There are conflicts that continue to exist with the current Prime Minister. He set up all kinds of funds when he worked at Brookfield and has invested in those funds, but the pieces of those funds are not clear to the public. It is very opaque. Does he continue to hold, through that blind trust, investments in tax havens? We do not know. Should a prime minister have investments in tax havens? I would say no. They should be paying taxes as everyone else does, not using the accounting tricks the wealthy rely on to avoid paying their fair share. We expect, at a minimum, that the Prime Minister is going to pay his fair share of taxes.
Therefore, we expect we are going to be able to get some transparency through the reporting process. Right now, we do not get that. Should “divest” mean that one instead sells those controlled assets, not one's real estate, not one's home, and then has the investing process carried out by a manager who would operate blind with a direction from the Prime Minister?
We heard from the current Ethics Commissioner that when funds go into a blind trust, there is not a lot of turnover, churn or trading that takes place, and they often come back out the other side in the same form. The composition of the trust is the same. However, I think we would find, if we looked at the performance of the investments made by the Prime Minister that he set up immediately before taking office and then placed into the trust to be managed by someone else, that the only people who are blind to the full composition of the trust are Canadians. The Prime Minister knows what went in and what is going to come out and, based on the decisions he makes, the value is going to increase. His decisions are only to be stopped, if at all, by his two employees. These are the things we need to study. We need to get better visibility on who is managing it and how it is being managed.

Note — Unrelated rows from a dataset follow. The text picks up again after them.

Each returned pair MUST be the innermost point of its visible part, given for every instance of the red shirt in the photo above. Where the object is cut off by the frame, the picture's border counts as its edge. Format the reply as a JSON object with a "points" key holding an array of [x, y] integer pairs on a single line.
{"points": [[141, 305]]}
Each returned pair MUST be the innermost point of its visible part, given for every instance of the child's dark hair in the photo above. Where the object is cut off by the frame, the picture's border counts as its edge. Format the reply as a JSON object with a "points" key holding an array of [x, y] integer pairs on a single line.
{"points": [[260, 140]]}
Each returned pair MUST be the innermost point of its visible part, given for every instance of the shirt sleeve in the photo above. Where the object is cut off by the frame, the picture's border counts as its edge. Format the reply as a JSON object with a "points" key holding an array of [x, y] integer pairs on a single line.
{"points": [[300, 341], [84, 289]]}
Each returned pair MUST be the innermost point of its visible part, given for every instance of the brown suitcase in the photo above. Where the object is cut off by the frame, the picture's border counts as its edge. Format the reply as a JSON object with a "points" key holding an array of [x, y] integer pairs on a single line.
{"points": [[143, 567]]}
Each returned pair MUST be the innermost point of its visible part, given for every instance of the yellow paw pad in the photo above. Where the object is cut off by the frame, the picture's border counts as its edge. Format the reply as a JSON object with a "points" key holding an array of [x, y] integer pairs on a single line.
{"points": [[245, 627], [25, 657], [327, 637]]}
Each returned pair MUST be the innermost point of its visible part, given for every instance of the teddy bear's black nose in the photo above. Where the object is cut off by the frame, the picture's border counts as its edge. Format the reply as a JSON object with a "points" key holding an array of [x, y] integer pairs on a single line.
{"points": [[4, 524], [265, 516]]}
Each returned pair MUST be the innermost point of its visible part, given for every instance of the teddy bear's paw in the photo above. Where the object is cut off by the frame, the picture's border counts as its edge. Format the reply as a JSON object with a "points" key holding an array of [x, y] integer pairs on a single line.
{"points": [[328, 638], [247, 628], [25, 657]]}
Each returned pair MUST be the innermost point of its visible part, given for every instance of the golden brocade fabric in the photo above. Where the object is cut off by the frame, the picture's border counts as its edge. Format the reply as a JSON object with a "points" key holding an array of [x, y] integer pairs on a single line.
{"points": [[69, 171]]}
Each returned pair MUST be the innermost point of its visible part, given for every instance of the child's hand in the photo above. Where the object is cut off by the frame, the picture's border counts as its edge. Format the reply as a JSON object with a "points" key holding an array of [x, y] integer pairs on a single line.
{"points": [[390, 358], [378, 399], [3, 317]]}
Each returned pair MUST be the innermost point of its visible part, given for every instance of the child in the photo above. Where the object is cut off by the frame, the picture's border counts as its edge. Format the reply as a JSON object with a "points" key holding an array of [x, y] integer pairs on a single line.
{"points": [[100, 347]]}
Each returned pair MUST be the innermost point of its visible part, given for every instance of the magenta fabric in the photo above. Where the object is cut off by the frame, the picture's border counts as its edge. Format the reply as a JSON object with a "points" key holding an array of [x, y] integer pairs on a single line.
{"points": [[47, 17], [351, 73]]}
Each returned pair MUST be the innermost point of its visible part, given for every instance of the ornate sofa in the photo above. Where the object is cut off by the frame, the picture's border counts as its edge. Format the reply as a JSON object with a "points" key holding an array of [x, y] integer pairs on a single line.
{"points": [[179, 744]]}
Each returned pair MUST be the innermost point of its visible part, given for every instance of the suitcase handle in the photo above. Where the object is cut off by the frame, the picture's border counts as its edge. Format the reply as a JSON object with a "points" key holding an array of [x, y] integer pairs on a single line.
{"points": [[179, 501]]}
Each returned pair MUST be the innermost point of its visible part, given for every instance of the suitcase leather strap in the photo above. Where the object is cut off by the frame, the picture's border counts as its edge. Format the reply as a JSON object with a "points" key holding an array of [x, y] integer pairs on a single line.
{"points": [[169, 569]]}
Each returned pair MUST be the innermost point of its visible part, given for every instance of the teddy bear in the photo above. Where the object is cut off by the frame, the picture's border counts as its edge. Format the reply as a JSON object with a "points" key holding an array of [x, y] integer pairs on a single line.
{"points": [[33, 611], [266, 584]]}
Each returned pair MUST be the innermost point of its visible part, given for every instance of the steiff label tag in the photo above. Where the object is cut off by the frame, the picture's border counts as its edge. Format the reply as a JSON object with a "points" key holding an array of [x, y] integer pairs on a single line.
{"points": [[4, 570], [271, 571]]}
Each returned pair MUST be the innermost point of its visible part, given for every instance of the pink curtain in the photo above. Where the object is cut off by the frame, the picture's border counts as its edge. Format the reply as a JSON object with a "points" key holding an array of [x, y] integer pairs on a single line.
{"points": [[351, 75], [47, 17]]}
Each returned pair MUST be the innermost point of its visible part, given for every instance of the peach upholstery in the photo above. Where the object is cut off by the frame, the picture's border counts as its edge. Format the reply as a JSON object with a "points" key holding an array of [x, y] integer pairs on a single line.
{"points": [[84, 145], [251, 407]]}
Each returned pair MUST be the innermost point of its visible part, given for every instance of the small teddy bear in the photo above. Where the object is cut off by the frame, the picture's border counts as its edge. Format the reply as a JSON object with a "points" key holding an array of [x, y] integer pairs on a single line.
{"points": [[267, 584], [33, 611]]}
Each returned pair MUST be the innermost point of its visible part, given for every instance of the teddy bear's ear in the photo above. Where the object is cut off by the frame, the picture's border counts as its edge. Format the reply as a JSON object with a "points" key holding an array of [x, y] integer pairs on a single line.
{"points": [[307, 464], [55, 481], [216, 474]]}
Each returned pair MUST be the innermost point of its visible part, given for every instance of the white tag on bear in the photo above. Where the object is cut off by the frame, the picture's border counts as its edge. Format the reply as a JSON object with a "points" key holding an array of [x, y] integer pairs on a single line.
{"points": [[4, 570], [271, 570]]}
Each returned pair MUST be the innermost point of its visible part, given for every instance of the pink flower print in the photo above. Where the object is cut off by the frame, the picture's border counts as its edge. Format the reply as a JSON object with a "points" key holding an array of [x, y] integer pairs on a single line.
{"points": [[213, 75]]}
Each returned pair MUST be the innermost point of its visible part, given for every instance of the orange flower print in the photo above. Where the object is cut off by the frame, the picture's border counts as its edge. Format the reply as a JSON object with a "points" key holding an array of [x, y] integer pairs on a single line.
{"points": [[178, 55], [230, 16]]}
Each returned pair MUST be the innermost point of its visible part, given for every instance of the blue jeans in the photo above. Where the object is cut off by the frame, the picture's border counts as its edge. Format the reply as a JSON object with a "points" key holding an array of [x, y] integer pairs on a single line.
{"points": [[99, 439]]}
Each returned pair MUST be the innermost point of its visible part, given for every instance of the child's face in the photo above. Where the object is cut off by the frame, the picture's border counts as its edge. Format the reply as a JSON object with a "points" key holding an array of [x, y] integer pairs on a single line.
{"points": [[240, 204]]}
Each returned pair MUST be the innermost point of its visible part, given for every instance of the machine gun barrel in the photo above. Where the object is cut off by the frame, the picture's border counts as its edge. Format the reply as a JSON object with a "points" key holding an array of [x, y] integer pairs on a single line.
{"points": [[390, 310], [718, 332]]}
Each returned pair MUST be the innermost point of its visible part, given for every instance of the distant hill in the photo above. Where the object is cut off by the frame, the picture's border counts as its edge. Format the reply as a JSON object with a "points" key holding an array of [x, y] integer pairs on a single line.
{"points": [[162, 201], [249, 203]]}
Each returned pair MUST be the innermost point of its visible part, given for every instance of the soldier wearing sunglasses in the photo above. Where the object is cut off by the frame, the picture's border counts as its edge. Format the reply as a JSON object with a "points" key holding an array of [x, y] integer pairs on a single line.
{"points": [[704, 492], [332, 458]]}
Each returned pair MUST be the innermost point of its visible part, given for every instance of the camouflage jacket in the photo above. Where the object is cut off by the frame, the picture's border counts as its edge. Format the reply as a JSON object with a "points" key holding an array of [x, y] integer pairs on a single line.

For these reasons, and others that I cannot get into at great length at this moment but would like to see the committee examine, I am going to move an amendment to the motion.
I move:
That the motion be amended by deleting all the words after the word “That” and substituting the following: “the third report of the Standing Committee on Access to Information, Privacy and Ethics, presented on Monday, September 22, 2025, be not now concurred in, but that it be recommitted to the committee for further consideration, with a view to assessing whether the scope of the review of the Conflict of Interest Act proposed by the committee should be amended in order to address better the concerns posed by the unprecedented extent of the Prime Minister's corporate and shareholding interests, provided that, for the purposes of this order of reference,
(a) the following be ordered to appear as witnesses, separately, for at least two hours each, at dates and times to be fixed by the Chair of the Committee, but no later than Friday, November 21, 2025:
(i) Michael Sabia, Clerk of the Privy Council and an administrator of the Prime Minister's conflict of interest screen,
(ii) Marc-Andre Blanchard, Chief of Staff to the Prime Minister and an administrator of the Prime Minister's conflict of interest screen,
(iii) Bruce Flatt, Chief Executive Officer of Brookfield Corporation and the Prime Minister's immediate successor as Chair of the Board of Directors of Brookfield Asset Management Inc., and
(iv) Connor Teskey, President of Brookfield Asset Management Inc. and Chief Executive Officer of Brookfield Renewable Partners L.P.; and
(b) it be an instruction that the committee report back to the House by Friday, November 28, 2025.
The amendment is seconded by the hon. member for St. Albert—Sturgeon River, which is ably represented by the member.